復興計画2次案了承 職住分離に反論なく 宮城県会議
【河北新報110714】宮城県震災復興会議の第3回会合が13日、東京都内のホテルで開かれ、316の復興事業を盛り込んだ「県震災復興計画第2次案」を協議した。多くの委員が若者や企業を巻き込む「参加型」の被災地復興のアイデアを披露。職場と住居を分ける沿岸部の「職住分離」は前回異論が噴出したが、2次案でも堅持した県の方針を了承した。
日本総合研究所理事長の寺島実郎氏は「宮城を復興させるんだという若いエネルギーを吸い寄せる計画でなければならない」と指摘。

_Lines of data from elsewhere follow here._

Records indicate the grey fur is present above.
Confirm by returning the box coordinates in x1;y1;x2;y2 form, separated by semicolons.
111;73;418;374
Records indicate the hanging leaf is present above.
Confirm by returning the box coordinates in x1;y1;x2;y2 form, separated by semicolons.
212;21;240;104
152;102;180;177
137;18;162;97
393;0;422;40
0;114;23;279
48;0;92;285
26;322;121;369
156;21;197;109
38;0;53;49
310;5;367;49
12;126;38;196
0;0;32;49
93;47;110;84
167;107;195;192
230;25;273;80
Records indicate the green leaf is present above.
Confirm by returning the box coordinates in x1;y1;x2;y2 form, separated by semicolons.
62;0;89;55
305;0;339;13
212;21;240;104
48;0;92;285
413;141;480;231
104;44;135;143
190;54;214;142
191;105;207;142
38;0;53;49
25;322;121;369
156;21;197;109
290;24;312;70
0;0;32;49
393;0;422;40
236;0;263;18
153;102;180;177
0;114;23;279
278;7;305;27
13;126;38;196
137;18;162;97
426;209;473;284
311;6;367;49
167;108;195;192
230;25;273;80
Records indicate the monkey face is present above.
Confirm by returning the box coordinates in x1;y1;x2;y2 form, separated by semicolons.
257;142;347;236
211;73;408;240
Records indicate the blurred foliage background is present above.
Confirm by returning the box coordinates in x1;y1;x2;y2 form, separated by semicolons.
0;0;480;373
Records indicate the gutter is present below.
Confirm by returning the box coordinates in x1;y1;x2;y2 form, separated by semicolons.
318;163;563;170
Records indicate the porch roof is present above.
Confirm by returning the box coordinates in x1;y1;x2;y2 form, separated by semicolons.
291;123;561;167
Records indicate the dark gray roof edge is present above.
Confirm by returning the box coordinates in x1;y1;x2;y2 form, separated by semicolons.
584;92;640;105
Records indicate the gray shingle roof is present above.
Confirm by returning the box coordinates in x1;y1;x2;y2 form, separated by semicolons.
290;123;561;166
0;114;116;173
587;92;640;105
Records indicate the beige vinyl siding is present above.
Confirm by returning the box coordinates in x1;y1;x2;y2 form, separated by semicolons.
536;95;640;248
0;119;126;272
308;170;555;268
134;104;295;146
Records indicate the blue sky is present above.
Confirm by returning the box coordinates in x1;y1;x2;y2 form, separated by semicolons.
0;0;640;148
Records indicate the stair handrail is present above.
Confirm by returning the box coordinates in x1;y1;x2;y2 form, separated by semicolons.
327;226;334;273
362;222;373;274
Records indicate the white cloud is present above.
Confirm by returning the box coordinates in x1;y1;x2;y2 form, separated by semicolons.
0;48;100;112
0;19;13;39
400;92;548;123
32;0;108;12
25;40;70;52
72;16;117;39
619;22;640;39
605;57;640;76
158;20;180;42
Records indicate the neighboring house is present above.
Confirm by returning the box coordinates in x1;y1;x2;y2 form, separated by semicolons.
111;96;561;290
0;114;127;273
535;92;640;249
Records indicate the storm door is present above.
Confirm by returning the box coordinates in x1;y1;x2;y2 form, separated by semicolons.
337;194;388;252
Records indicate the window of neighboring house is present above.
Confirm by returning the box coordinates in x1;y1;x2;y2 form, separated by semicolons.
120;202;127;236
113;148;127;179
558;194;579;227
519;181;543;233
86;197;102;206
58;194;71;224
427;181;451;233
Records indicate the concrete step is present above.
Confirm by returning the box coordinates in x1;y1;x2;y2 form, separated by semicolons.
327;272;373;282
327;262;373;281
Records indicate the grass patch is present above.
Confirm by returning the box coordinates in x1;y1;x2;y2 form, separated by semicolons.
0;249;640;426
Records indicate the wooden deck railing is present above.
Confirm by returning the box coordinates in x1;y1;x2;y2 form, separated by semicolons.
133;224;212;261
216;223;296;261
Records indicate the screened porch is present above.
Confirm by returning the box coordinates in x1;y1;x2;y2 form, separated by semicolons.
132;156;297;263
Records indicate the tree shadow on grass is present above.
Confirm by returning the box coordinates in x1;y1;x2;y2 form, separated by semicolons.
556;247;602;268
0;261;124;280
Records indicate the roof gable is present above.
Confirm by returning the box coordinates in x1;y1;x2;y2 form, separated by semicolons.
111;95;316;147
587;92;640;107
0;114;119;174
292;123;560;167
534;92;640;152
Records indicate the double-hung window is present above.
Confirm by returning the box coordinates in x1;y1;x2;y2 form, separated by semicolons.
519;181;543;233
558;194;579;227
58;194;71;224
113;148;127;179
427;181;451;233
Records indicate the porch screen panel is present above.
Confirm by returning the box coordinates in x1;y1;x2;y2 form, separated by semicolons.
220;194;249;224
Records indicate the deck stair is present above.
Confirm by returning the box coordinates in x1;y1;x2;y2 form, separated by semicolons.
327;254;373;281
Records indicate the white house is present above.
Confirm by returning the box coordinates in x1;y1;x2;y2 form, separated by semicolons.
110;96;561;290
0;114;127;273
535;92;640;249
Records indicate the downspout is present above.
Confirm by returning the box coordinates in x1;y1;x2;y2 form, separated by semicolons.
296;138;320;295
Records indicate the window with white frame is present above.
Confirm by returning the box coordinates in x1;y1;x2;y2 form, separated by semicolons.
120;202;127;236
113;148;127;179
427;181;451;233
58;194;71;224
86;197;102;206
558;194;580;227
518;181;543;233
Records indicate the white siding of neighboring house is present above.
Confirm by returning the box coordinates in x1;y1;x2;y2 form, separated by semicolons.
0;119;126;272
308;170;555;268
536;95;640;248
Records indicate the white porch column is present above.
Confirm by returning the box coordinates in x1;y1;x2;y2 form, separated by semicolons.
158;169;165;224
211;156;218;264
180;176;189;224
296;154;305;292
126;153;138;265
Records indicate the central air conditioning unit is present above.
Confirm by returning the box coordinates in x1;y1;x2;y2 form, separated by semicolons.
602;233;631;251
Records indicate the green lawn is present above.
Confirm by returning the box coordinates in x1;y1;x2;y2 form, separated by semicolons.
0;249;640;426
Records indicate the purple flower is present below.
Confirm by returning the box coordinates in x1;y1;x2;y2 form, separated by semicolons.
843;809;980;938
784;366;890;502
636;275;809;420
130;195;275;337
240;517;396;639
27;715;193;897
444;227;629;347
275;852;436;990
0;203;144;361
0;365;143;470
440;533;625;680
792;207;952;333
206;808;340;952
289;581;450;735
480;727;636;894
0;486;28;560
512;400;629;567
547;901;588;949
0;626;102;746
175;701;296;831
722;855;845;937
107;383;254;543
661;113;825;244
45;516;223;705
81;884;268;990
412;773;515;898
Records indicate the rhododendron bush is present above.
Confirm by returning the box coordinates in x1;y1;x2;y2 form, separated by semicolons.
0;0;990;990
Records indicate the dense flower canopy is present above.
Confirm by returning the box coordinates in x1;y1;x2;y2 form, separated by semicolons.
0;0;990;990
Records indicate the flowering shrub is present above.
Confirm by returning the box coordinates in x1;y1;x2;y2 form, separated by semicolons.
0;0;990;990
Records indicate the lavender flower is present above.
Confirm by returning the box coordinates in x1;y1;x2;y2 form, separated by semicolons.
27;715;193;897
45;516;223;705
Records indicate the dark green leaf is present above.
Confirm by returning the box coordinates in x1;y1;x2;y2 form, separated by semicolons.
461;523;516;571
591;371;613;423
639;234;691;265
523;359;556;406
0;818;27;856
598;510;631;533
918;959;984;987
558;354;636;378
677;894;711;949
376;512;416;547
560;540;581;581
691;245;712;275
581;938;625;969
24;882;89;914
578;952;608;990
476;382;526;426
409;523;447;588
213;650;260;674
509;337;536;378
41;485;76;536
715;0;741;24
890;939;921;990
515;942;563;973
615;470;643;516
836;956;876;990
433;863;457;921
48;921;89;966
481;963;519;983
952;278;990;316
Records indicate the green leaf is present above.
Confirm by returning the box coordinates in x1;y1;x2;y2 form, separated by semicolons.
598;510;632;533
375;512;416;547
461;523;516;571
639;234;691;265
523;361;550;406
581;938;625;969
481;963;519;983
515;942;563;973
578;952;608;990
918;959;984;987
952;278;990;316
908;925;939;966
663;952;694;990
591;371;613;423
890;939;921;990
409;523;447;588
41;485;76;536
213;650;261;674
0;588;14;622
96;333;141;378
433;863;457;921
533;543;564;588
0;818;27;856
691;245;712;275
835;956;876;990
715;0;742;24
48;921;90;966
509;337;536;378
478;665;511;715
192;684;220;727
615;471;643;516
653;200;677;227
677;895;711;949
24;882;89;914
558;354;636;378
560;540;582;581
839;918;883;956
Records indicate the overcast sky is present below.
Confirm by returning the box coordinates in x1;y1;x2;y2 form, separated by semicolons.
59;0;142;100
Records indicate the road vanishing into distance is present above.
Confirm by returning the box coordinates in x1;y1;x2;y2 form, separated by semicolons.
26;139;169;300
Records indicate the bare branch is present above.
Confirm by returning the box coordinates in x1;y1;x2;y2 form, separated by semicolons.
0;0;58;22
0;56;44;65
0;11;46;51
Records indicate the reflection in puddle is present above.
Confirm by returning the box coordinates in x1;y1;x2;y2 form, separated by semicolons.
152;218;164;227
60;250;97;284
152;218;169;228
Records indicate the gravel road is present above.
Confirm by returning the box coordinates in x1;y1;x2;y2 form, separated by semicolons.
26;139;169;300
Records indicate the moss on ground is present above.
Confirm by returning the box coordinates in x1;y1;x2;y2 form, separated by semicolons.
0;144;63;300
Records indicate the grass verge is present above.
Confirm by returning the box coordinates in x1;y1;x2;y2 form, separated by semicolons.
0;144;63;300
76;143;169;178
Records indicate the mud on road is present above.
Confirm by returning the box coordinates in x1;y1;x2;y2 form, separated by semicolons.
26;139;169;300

復興に参画する若者の受け皿として「復興プロジェクト推進隊」結成を提案した。
千葉大教授の広井良典氏も「若者震災復興支援隊」の創設を国レベルで検討するよう求めた。「ボランティアに期待、依存した復興は望ましくない。月額10万~15万円の給与を支払う大規模な仕組みが必要」と話した。
「民間の知恵と資金を引き出すことが、県の重要なミッションだ」と語ったのは野村総研常勤監査役の山田沢明氏。「危機に直面し、県の役割は変わった。外部の力をいかに活用するかが県政の方向だ」と強調した。
イマジニア会長の神蔵孝之氏は計画の実行部隊の必要性を強調。「いろんなアイデアをタイムリーに実現するため、知事直属の機構を設立し、官民のプロ集団を集めておくべきだ」と述べた。
村井嘉浩知事は「提案された若者の知恵や力を引き出す仕組みは面白いアイデアだ。8月の最終案策定に向け検討していきたい」と話した。
「職住分離」については前回、複数の委員から「コミュニティーが壊れる」との異論が出た。県は「海まで(車で)すぐの距離に(住居エリアを)想定した。職住分離だが、職住近接でもある」と2次案明記に理解を求めた。
委員から反論はなく、議長の小宮山宏三菱総研理事長は「沿岸部全てに職住分離を適用することはあり得ず、職場と住居がどうしても遠くなる地域は、最初から分離を考えていない」と述べた。
県は13日、2次案のパブリックコメント募集を開始。16~18日は5カ所で県民説明会を開く。